Thursday, January 04, 2007

Post-Holiday Catch-up and a Question


You might not have noticed that I haven't been blogging. The holidays were a whir. A good one. I was off work for a while. We had Christmas Eve brunch with Phil's family. Santa was good to the boys, even taking the time to deliver M's new Superman bike for my parents all the way from Michigan; what a guy. True to four-year-old form, M's absolute favorite present (other than the bike) wasn't the special books or the remote-control car or the Operation game. It was a dry-erase board and markers that Santa picked up at Staples on Christmas Eve, having noticed that M has become obsessed with dry-erase boards. Go figure.
T's favorite was a Tigger-shapped pillow that he not only sleeps on, but hauls all over the house. It's about as big as him.
After the holidays, we went to Michigan to see my family. We came home and our good friend Jeff, who lives outside Boston, came to see us for a few days. We had some people over on New Year's Eve Eve. We went to Noah and Holly's for a party on New Year's Eve. (We took the boys and I came home around 9:30 with them; Phil and Jeff stayed until just after midnight; Noah and Holly's other guests stayed until about 7 a.m. Ahhh, youth.)

I keep thinking of great recipes I want to post, but somehow the thought of a long post scares me away from the computer. So I'll keep this brief while I'm getting back into the swing. How about a quick one?

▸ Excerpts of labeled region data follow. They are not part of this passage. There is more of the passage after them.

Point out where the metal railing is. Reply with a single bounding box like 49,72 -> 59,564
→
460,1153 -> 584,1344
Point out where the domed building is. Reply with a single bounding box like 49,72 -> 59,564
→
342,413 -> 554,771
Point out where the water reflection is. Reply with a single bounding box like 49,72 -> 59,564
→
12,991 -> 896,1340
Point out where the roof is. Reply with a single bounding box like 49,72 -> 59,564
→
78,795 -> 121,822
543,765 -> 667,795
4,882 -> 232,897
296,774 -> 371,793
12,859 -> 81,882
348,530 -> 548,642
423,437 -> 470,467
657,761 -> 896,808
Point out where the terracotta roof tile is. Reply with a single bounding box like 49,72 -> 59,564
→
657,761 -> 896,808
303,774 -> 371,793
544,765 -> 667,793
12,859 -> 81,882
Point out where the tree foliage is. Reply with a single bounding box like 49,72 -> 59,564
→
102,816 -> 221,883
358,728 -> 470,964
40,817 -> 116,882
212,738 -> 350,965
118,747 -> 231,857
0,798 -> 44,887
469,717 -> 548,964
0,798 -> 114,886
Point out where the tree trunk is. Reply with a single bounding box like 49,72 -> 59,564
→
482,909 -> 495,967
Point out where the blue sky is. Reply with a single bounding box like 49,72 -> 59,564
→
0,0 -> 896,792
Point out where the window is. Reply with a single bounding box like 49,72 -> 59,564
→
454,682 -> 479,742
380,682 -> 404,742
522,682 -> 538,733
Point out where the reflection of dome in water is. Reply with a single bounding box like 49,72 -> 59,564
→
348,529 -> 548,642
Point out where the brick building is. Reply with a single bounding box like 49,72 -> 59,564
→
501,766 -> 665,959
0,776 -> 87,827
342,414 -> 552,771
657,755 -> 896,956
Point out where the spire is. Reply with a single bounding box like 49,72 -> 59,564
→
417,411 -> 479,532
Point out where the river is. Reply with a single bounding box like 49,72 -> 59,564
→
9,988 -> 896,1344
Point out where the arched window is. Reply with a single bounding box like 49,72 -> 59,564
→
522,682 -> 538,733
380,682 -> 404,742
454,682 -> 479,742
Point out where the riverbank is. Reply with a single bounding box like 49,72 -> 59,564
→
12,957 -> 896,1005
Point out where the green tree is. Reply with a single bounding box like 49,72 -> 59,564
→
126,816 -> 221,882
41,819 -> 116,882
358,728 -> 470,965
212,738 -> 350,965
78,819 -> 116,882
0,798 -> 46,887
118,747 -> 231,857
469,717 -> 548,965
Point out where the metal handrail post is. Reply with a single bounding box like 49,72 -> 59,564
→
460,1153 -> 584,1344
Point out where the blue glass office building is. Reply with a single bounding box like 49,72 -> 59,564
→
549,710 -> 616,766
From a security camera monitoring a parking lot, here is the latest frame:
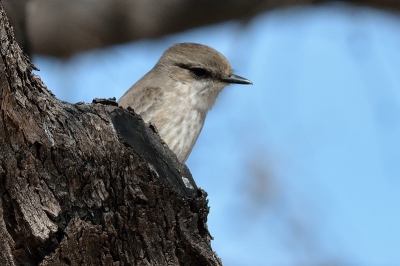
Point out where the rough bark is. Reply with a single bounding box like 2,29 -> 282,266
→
0,4 -> 221,266
19,0 -> 400,57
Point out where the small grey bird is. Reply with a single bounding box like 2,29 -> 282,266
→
118,43 -> 252,163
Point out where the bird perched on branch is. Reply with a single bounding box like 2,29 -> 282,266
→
118,43 -> 252,163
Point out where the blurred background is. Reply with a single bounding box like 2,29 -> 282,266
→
3,0 -> 400,266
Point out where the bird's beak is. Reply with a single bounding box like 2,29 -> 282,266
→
221,74 -> 253,84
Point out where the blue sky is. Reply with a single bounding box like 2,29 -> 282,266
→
34,4 -> 400,266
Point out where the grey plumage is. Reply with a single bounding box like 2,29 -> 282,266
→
118,43 -> 252,163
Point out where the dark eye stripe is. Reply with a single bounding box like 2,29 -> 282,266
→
177,64 -> 211,78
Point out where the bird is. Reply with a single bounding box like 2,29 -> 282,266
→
118,43 -> 253,163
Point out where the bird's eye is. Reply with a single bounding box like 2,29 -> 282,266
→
190,67 -> 208,78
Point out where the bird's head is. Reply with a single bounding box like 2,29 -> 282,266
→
155,43 -> 252,111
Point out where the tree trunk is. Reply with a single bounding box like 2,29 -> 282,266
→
0,4 -> 221,265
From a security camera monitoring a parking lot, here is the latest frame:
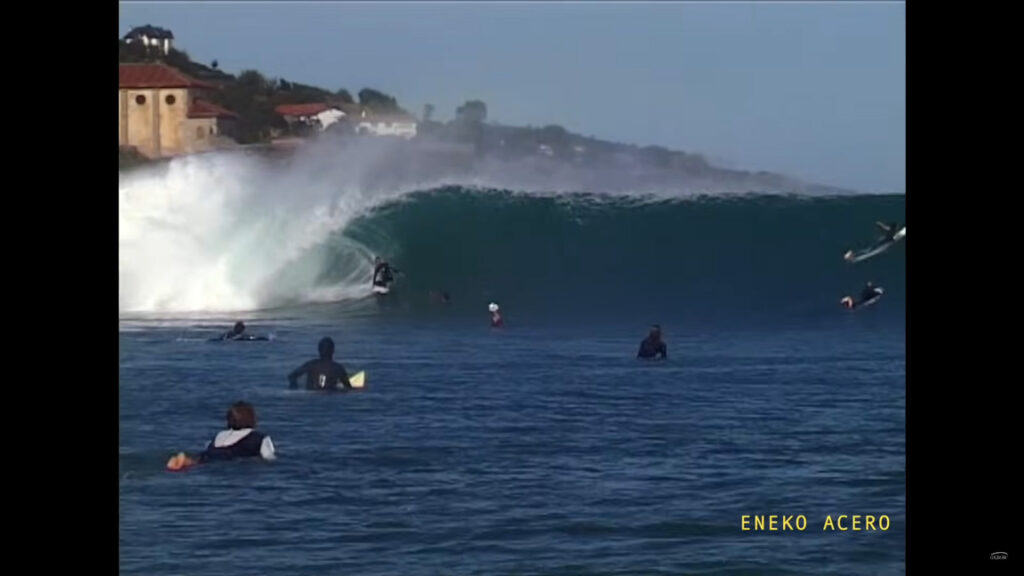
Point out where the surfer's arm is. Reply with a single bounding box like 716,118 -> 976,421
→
288,362 -> 309,388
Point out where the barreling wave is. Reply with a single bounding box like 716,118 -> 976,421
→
120,144 -> 906,320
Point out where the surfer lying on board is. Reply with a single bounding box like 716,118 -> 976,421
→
637,324 -> 669,360
167,402 -> 276,470
840,282 -> 883,308
288,337 -> 352,390
218,321 -> 246,340
872,222 -> 899,248
373,256 -> 399,288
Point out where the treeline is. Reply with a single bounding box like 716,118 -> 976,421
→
119,40 -> 823,187
119,40 -> 408,143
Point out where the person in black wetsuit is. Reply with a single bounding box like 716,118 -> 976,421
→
874,222 -> 899,248
860,282 -> 882,303
840,282 -> 882,310
373,256 -> 398,288
637,324 -> 669,360
288,337 -> 352,390
219,321 -> 248,340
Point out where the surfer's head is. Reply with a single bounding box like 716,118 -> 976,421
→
316,336 -> 334,359
227,402 -> 256,430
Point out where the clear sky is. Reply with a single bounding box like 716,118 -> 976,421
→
120,2 -> 906,193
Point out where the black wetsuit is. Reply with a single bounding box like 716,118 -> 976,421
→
637,336 -> 669,360
288,358 -> 352,390
374,262 -> 397,286
199,430 -> 266,462
860,286 -> 879,303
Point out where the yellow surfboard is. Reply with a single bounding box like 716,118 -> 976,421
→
348,371 -> 367,388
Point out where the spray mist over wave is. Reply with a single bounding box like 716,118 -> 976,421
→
119,134 -> 856,313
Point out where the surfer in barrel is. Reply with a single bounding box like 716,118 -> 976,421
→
373,256 -> 400,291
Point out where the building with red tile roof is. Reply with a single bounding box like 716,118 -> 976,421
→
118,64 -> 238,158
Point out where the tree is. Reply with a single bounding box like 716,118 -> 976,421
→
455,100 -> 487,124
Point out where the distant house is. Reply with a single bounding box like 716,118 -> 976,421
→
118,64 -> 238,158
273,102 -> 347,131
352,110 -> 417,139
124,25 -> 174,55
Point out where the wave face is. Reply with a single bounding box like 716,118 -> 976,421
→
119,147 -> 906,322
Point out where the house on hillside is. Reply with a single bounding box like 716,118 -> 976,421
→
124,25 -> 174,55
273,102 -> 348,131
351,109 -> 417,139
118,64 -> 238,158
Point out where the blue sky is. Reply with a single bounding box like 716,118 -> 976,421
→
120,2 -> 906,193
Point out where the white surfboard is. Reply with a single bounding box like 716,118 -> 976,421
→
348,370 -> 367,388
843,227 -> 906,263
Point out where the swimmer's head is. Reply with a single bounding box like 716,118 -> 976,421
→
316,336 -> 334,358
227,402 -> 256,430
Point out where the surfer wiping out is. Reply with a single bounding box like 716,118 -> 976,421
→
288,337 -> 352,390
373,256 -> 400,288
637,324 -> 669,360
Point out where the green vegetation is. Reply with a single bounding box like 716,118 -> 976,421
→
119,33 -> 847,188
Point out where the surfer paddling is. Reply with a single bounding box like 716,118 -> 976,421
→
167,402 -> 276,471
637,324 -> 669,360
840,282 -> 885,310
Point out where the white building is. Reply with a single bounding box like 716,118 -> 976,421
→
124,25 -> 174,55
353,110 -> 417,139
274,104 -> 347,131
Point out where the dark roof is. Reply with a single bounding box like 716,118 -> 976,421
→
118,64 -> 216,88
273,102 -> 337,116
124,24 -> 174,40
188,98 -> 239,118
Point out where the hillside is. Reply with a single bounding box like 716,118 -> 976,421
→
119,35 -> 850,194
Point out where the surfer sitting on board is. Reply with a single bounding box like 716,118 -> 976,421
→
167,402 -> 276,470
288,337 -> 352,390
840,282 -> 883,308
637,324 -> 669,360
374,256 -> 399,288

When we had people over Saturday night, I thought we'd just do a ham -- have little buns and good mustard and mayo, and everyone could all make sandwiches. I was at a party once (to give you a flavor... someone brought a pinata filled with airplane-sized bottles of booze), and the hostess had a ham. How odd, I thought, used to hummus and maybe some olives. But the ham really helped keep an even keel on the wine that was flowing. Which might explain how we were able to stay there until 3 a.m. when the invitation clearly stated the party was from 2 p.m. to 7 p.m. But I digress.

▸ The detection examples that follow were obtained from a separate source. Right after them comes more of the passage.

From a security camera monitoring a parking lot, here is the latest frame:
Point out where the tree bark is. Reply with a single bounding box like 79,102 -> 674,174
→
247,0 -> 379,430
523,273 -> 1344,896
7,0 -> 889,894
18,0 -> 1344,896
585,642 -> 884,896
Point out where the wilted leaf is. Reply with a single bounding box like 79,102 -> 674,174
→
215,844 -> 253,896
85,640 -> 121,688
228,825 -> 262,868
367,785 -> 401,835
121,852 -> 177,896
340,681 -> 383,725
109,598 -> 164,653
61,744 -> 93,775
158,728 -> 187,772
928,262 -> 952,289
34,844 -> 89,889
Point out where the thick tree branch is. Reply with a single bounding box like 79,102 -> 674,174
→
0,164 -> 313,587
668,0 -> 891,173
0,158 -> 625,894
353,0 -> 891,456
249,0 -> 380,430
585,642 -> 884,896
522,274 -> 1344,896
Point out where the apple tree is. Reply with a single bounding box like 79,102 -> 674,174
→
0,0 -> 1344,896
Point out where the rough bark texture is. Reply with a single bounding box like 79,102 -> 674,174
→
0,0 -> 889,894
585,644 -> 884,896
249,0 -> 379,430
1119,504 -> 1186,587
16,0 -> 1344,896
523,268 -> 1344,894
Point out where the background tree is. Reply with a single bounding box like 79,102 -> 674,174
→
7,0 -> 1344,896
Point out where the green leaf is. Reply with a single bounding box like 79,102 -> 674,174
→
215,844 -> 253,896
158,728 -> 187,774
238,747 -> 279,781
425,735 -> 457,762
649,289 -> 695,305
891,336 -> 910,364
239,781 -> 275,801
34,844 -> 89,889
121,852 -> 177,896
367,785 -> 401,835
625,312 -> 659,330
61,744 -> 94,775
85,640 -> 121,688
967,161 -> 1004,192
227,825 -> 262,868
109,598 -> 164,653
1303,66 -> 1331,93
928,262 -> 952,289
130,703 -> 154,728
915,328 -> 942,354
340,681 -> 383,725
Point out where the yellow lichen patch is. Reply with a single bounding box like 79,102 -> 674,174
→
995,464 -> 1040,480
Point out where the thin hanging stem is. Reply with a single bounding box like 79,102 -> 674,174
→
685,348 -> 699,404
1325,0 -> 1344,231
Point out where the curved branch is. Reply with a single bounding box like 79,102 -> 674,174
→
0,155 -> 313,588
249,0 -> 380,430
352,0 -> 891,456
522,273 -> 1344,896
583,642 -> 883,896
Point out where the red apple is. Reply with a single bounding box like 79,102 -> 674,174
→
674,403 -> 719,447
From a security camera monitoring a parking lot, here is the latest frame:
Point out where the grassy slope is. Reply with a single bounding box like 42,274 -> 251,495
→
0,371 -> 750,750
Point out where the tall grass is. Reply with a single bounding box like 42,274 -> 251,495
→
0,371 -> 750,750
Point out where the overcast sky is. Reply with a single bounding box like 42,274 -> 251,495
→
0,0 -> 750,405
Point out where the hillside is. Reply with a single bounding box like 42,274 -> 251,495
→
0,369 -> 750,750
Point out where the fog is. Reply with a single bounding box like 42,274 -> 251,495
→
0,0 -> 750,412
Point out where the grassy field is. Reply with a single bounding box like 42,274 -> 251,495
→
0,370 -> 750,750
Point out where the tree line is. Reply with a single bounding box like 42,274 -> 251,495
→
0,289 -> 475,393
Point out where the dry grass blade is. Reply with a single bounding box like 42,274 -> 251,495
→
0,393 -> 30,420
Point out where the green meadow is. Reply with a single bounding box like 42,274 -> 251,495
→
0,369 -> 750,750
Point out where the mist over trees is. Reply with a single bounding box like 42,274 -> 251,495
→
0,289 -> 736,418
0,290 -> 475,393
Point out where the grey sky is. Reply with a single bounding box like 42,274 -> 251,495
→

Anyhoo, Phil wanted to get a little more creative, so he pored through some grilling books and came up with two kebob recipes: One a beef and one a chicken. And then he made up a date recipe that I sneered at a bit -- as I always think of dates as one step from stewed prunes -- but it turns out it was my favorite food that night. Phil told me what he wanted, and I played sous chef. Here's what we did:

Bleu Cheese-Stuffed, Bacon-Wrapped, Not-for-Those-on-a-Diet Dates

Take a quantity of pitted dates (or pit them yourself by sticking a wooden spoon handle through one end and pushing the pit out the other). I think we did about two dozen. Slice down one side of each date so that you can lay it out and easily fill it with goodness. Now cut a little piece of bleu cheese to stuff in the date, lay a date-length piece of green scallion over this. Now close the date and wrap it with half a slice of bacon. Secure the bacon with a toothpick. Do this to all the dates while listening to, say, your new KT Tunstall CD. Put the dates in a single layer on a cookie sheet, maybe an inch or so apart, and if you're not ready to bake them yet, stick the cookie sheet in the fridge until you are. When you're ready, preheat the oven to 450 degrees, and when it's hot, bake the dates for 15-20 minutes, until the bacon looks cooked and there's maybe a little bleu cheese goodness running out some of the sides.


So Amy asked me this week about New Year's resolutions. You all know that I'm planning to knit for charity rather than impose another knitted mobius on any of you. But I also want to:
  1. (You knew this was inevitable, right?) Lose the three pounds the holidays cruelly handed me before they turn into 25.
  2. Make much more effort to stay in better contact with family and friends, and stop using being "swamped" as an excuse for not staying in touch.

  3. Spend more time tickling, reading to, laughing with, and hugging the boys without having an eye on the clock.

  4. Read the first volume of Shelby Foote's (God rest his soul) history of the Civil War.

And you? Have you made any resolutions this year??